Ayrıca sanatçıların meslek hastalıkları söz konusudur. Ressamlar kullandıkları boyalardan dolayı alerji ve romatoid artrit, kemancılar boyun artrozu, şarkıcılar ses tellerindeki nodüllerden, piyanistler ise sırt ağrısı ve bel deformasyonlarından şikâyetçi olurlar.

Bazı durumlarda hastalığın varlığı sanatçıyı yüreklendirdiğini (stimüle ettiğini) görürüz. Chopin, tüberkülozu sırasında içli nağmeler bestelemiş; Van Gogh sarası sırasında ilginç tablolar resmetmiş; Camille Claudel ise psikozları sırasında eşsiz heykeller yaratmıştır.

Hastalığa kafa tutan sanatçılar da vardır: Beethoven’in sağırlığı, J.S. Bach’ın ileri devrelerindeki körlüğü, Sarah Bernard’ın kesik ayağı ile sahneye çıkışı, bu kişilerin sanatlarında doruğa çıkmalarına engel olamamıştır.

Hekimin sanata eğilimi

Tıp mensubu mizacı gereği sanatla ilgilenir. Hekimi sanata yaklaştıran bir faktör, yorucu ve bazen üzücü bir mesaiden sonra, sanatla relaksasyona erişmesidir. Ayrıca mükemmeliyetçi kişiliğinin tatminini tıpta olduğu kadar sanatta da bulur.

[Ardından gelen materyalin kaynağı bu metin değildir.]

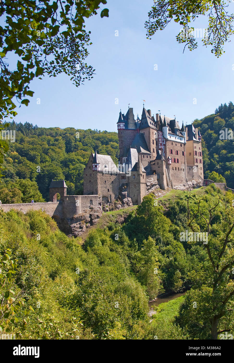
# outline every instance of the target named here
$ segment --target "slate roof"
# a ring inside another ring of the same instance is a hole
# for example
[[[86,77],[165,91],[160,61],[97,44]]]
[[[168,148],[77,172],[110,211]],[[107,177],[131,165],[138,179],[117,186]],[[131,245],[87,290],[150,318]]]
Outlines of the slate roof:
[[[186,125],[185,128],[187,129],[188,141],[190,141],[191,140],[195,140],[196,141],[199,141],[199,140],[196,138],[195,129],[193,127],[193,125],[192,124],[191,124],[191,125]]]
[[[63,179],[63,180],[52,180],[49,188],[67,188],[67,187]]]
[[[180,125],[175,119],[174,120],[171,120],[169,123],[170,124],[169,127],[172,132],[174,132],[173,130],[174,130],[175,129],[177,129],[179,130],[180,130]]]
[[[93,156],[94,158],[95,154],[93,154]],[[102,155],[101,154],[97,154],[97,156],[99,164],[99,171],[109,171],[110,172],[119,173],[119,171],[118,170],[117,167],[111,158],[111,156],[109,155]],[[105,165],[106,167],[105,167]]]
[[[150,155],[150,154],[145,136],[141,132],[137,134],[131,143],[131,147],[134,148],[136,148],[136,147],[137,150],[138,154],[143,152],[144,154]]]
[[[130,148],[127,156],[125,163],[128,165],[129,170],[136,171],[137,170],[137,163],[138,162],[138,153],[136,148]]]
[[[146,127],[152,127],[155,130],[158,130],[156,127],[154,118],[150,117],[147,111],[144,107],[141,115],[141,121],[139,128],[140,130],[142,130]]]

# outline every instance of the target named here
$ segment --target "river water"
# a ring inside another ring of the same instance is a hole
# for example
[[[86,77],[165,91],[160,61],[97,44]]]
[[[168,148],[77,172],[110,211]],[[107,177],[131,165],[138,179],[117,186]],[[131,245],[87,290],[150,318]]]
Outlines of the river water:
[[[173,300],[174,299],[176,299],[177,297],[179,297],[180,296],[182,296],[182,295],[185,295],[185,292],[184,293],[179,293],[178,294],[173,294],[172,295],[168,295],[165,297],[158,298],[155,301],[151,301],[150,302],[149,302],[148,304],[149,307],[150,308],[149,316],[151,317],[152,315],[156,314],[156,312],[154,309],[154,306],[158,306],[159,304],[162,304],[163,302],[167,302],[170,300]]]

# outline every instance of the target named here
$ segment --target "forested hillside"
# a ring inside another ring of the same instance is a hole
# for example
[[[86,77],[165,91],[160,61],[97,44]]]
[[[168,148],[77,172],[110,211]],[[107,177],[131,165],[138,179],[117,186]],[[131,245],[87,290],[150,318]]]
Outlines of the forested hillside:
[[[83,245],[41,211],[0,211],[0,337],[233,334],[233,195],[214,184],[191,194],[179,191],[159,202],[166,203],[164,209],[154,198],[145,197],[124,224],[91,230]],[[186,230],[207,233],[209,244],[181,241]],[[150,324],[149,299],[186,290],[184,298]]]
[[[110,155],[118,162],[117,132],[47,129],[14,122],[7,129],[16,130],[16,141],[9,143],[3,164],[5,177],[0,186],[3,203],[26,203],[32,199],[35,202],[43,199],[48,201],[52,179],[64,179],[68,194],[83,193],[83,170],[95,147],[98,152]],[[18,179],[27,180],[28,197],[25,197]]]
[[[227,185],[234,189],[234,143],[233,134],[230,139],[220,138],[220,131],[225,128],[234,130],[234,105],[231,102],[228,105],[221,104],[215,113],[201,120],[195,120],[195,127],[199,127],[202,136],[204,178],[210,177],[210,173],[214,171],[226,180]],[[214,180],[213,173],[212,180]],[[215,176],[214,177],[215,178]],[[220,180],[220,181],[221,181]]]
[[[220,131],[234,130],[234,105],[221,105],[215,113],[193,122],[202,137],[204,178],[225,182],[234,188],[234,144],[221,140]],[[83,193],[83,170],[95,147],[99,154],[110,155],[118,162],[117,132],[75,129],[72,127],[38,127],[12,122],[8,129],[16,131],[15,142],[9,142],[5,158],[3,183],[0,185],[3,203],[49,200],[52,179],[64,179],[68,194]]]

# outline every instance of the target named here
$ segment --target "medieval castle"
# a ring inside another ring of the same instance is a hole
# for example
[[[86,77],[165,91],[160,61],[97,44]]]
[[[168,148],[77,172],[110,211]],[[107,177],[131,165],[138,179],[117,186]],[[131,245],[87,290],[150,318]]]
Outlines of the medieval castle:
[[[146,194],[153,178],[162,189],[193,180],[203,182],[201,137],[192,124],[180,129],[175,118],[143,107],[140,120],[133,109],[121,111],[117,122],[120,154],[117,167],[110,156],[92,153],[84,170],[84,195],[113,203],[124,192],[134,204]]]

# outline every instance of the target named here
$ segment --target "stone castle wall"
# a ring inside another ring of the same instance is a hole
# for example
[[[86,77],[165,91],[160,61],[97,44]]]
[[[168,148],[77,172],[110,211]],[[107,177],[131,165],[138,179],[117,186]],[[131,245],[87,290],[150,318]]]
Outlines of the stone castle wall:
[[[172,150],[173,153],[171,154],[170,150]],[[178,155],[176,154],[177,151]],[[184,155],[183,155],[184,152]],[[164,158],[167,160],[169,156],[172,159],[172,162],[170,166],[170,173],[173,185],[179,185],[186,181],[186,147],[185,144],[180,142],[166,141],[165,147]],[[174,163],[174,159],[176,161],[179,159],[179,163]],[[179,170],[178,170],[179,169]]]
[[[71,218],[88,209],[91,200],[94,207],[99,206],[98,195],[67,195],[64,197],[63,201],[3,204],[1,207],[5,212],[14,209],[25,214],[29,211],[41,209],[50,217]]]
[[[138,132],[138,130],[120,129],[118,131],[120,164],[123,163],[123,157],[127,156],[127,151]]]
[[[56,215],[62,218],[63,209],[62,203],[59,202],[48,202],[47,203],[20,203],[15,204],[3,204],[1,208],[5,212],[11,209],[16,209],[24,214],[29,211],[39,211],[41,209],[50,217]]]

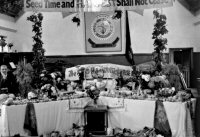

Tıp ile sanatın ayrıca teknik benzerlikleri de vardır. Örneğin keman ile cerrahiyi karşılaştıracak olursak, her ikisinde de: metot, ekol, manipülasyon, duate - pozisyon hafıza, performans, kondisyon, stres, heyecan, otokritik ve satisfaksyon gibi olgular sayabiliriz.

Geçmiş yıllarda, hekimler arasında üstün düzeyde eser veren sanatçılara rastlanmasının bir diğer sebebi de aslında sanatçı olmak için küçük yaştan beri kendini hazırlamış ve sanata oldukça yetenekli gençlerin zamanında ailenin veya çevrenin “aç kalır” endişesiyle sanatın dışındaki mesleklere yönlendirilmeleri ve genelde, yatkınlığı dolayısıyla tıp mesleği tercih etmeleridir. Sanatla uğraşmış pek çok hekime rastlanmasına şaşmamak gerekir; büyük cerrah, viyolonselist Dr. Bilroth; misyoner, cüzzam hekimi, organist Dr.

Schweitzer; cerrah, yazar Dr. Mondor; Türk hekimlerinden, tıp tarihçisi, minyatürcü, Dr. Süheyl Ünver; nöroşirürjiyen, besteci, Dr.

Bülent Tarcan; jinekolog, koro şefi ve ses sanatçısı Dr. Alaettin Yavaşça ve daha niceleri… İnsana duydukları sevgiyi, yalnızca hekimlikleri ile değil, sanatçı kişilikleri ve yapıtları ile dile getirmişlerdi.

Hekimin sanatla uğraşmasının bir başka nedeni de bilinçaltında kalıcı olma isteğidir. Hekimin tedavi ettiği hastalar, fani olduğu gibi, tıbbi metotlar ve bilgiler de çok kısa ömürlüdür. Tıpta değişiklik ve yeniliğin kaçınılmaz oluşu sevindirici olmakla birlikte hekim, kalıcı eser bırakma ve ileride hatırlanma isteğini bir nebze de olsa sanatla dile getirir.

Şöyle ki, bir mısra, bir ezgi, bir çizgi hekimi ölümsüz kılar.

Tıbbın uygulanması dört temel olguya dayanır; bunlar: Bilgi, mantık, sezgi ve insanlıktır

Duyarlı hekim, bilgi ve mantığını ilimle,

Sezgi ve insanlığını sanatla yoğurur ve yüceltir.